WASHINGTON -- They came in wheelchairs and leaning on canes, with violet-colored ribbons pinned to their lapels. Tearfully, they disclosed their symptoms: chronic fatigue, mysterious fevers, bizarre rashes, painful joints.
After 16 years of litigation and scientific dispute over the safety of silicone breast implants, Friday was a chance for the women who call themselves "silicone survivors" to come to the nation's capital and be heard.
The occasion was the final day of a three-day scientific meeting held by the prestigious Institute of Medicine, which is conducting an independent study of the implants' safety. The study will not be completed for at least a year, but for the dozens of support group leaders who came to Washington, as well as the thousands of women they represent, the meeting marked a turning point in their quest to be taken seriously.
"It feels wonderful, as if finally we have a gag order off our mouths," said Martha Murdock, founder of the National Silicone Implant Foundation, based in Dallas. She, like many others, implored the panel to press for more research, dismissing as inadequate more than a dozen major studies that have found no link between the implants and established diseases, including autoimmune disorders and breast cancer.
"You want to know why I came here? I'll tell you why I came here," said Merry Grant of Metarie, La., in an interview. "I hurt all the time. I burn all the time." To the committee, she pleaded, "We need research and I'm asking you to help us, because I am dying one day at a time."
Friday's session took place a little more than two weeks after Dow Corning Corp., an implant manufacturer, agreed, without admitting wrongdoing, to pay $3.2 million to 170,000 women who say they have been injured by their implants. Dow Corning scientists, who testified on Wednesday, have said they welcome the Institute's inquiry.
Now, yet another lawsuit is under way. Kathy Keithley Johnston, a Columbia, Mo., nurse who is president of a group called Toxic Discovery Network, announced Friday that her group had filed a class-action lawsuit in federal court in the District of Columbia against the Food and Drug Administration and the American Society for Aesthetic Plastic Surgery. The lawsuit says surgeons failed to inform patients and the FDA of the dangers of implants.
It seeks to compel the FDA, which removed silicone implants from the market in 1992 but still permits them to be used on an experimental basis, to prohibit implants entirely. An agency spokeswoman said officials were unaware of the suit.
When Ms. Johnston announced the filing at the hearing, it drew enthusiastic applause.
"We have begged, pleaded, yelled, cried for you to hear our voices," she told the committee, "and all we have received is the label of hysterical females." She accused the plastic surgeons' group of breaking "all moral and ethical codes," a charge that Dr. C. Lin Puckett, the society's president, quickly denied.
"There is an impressive body of evidence," Puckett said in an interview, "that would tell us that these implants are safe systemically."
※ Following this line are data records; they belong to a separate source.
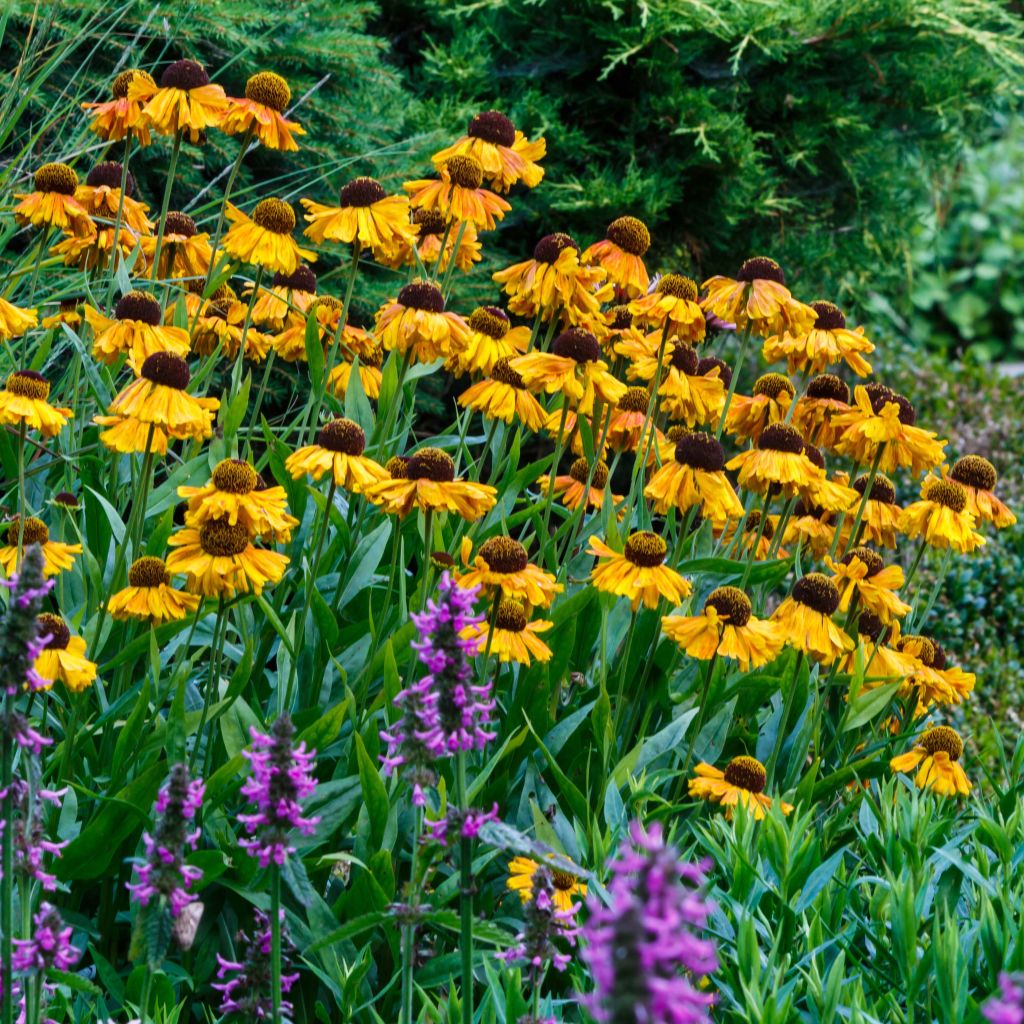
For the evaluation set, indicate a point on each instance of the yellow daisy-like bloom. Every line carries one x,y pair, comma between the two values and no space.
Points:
515,638
57,557
503,563
136,331
804,619
504,395
339,451
742,782
621,253
237,494
827,341
573,368
265,240
936,758
186,100
185,252
942,517
220,559
695,476
571,488
778,461
977,476
769,403
64,656
101,197
122,115
639,571
267,96
24,400
505,154
457,195
520,880
150,596
52,202
14,321
555,282
158,398
491,338
880,416
758,299
672,306
877,586
417,324
727,628
366,214
826,396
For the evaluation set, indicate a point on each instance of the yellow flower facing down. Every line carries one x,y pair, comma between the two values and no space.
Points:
24,401
504,153
64,656
186,100
726,628
338,451
57,557
804,619
260,113
936,758
150,596
136,331
514,636
742,782
639,571
621,254
265,239
220,559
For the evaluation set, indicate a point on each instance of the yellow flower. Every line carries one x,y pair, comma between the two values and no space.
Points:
515,638
504,153
57,557
621,254
52,202
827,341
430,484
339,451
777,463
24,400
365,214
741,782
727,628
695,476
521,871
136,331
265,240
64,656
150,595
122,115
942,517
804,619
267,95
639,572
503,563
220,559
757,299
186,100
417,324
936,756
237,494
672,305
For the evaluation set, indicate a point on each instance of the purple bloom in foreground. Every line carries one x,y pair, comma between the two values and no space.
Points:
281,779
1008,1006
164,872
644,949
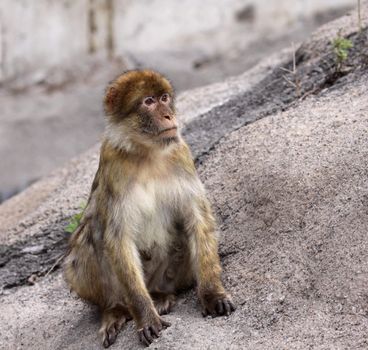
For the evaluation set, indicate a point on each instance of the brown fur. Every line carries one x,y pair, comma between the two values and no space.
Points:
147,231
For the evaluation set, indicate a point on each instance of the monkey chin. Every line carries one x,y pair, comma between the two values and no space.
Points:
168,140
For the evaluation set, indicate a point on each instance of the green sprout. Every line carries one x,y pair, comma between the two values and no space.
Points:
75,219
341,48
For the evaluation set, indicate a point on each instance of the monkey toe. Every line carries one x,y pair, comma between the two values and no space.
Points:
110,330
147,334
164,304
220,307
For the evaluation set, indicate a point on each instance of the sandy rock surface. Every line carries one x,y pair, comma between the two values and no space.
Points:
290,191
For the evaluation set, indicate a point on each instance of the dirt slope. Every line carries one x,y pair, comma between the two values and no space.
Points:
290,191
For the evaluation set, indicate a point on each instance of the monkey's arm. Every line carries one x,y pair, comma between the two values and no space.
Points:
206,262
124,257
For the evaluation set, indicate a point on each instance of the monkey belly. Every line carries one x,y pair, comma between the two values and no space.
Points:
170,272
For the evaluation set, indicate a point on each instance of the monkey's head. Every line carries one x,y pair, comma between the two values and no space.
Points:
139,105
Not all the women present Friday were opposed to implants. Susan Scherr, a breast cancer patient, said she received a silicone gel implant as part of her reconstructive surgery and has had no problems. She said that although she was sympathetic to women like Ms. Johnston, she did not want to see access to implants cut off. "It's our feeling that there needs to be good science, and now there is good science," Ms. Scherr said.
But the topic of just how good, or how complete, the science on implant safety is remained a contentious one Friday. While epidemiologists repeated the evidence that shows cancer and autoimmune disorders occur with the same frequency in women with implants as in women without them, several doctors and scientists Friday offered evidence to counter the large epidemiology studies.
Dr. Michael Raymond Harbut, a specialist in environmental medicine at Wayne State University in Detroit, said he had found that a type of platinum used in the manufacture of the implants can leach out, causing allergic reactions similar to those seen in people who are exposed to platinum in the workplace.
He was later contradicted by Alistair Winn, an industry scientist who described the platinum issue as "a red herring."
Dr. Robert Garry, a professor of microbiology at Tulane University Medical School, presented evidence that more than half of women who reported complications with their implants exhibited antibodies that react with silicone, suggesting that implants are causing an immune response. He developed a test for the antibodies, and that has made him something of a hero to the women who testified about their problems.
Many have spent years going from doctor to doctor, looking to no avail for an explanation for their curious symptoms. For these women, Garry's findings offered proof that something is medically wrong.
"I tested with Dr. Garry," said Anne Stansell, a photographer from Los Lunas, N.M., who attended Friday's hearing. "When I got the news on that test, I cried."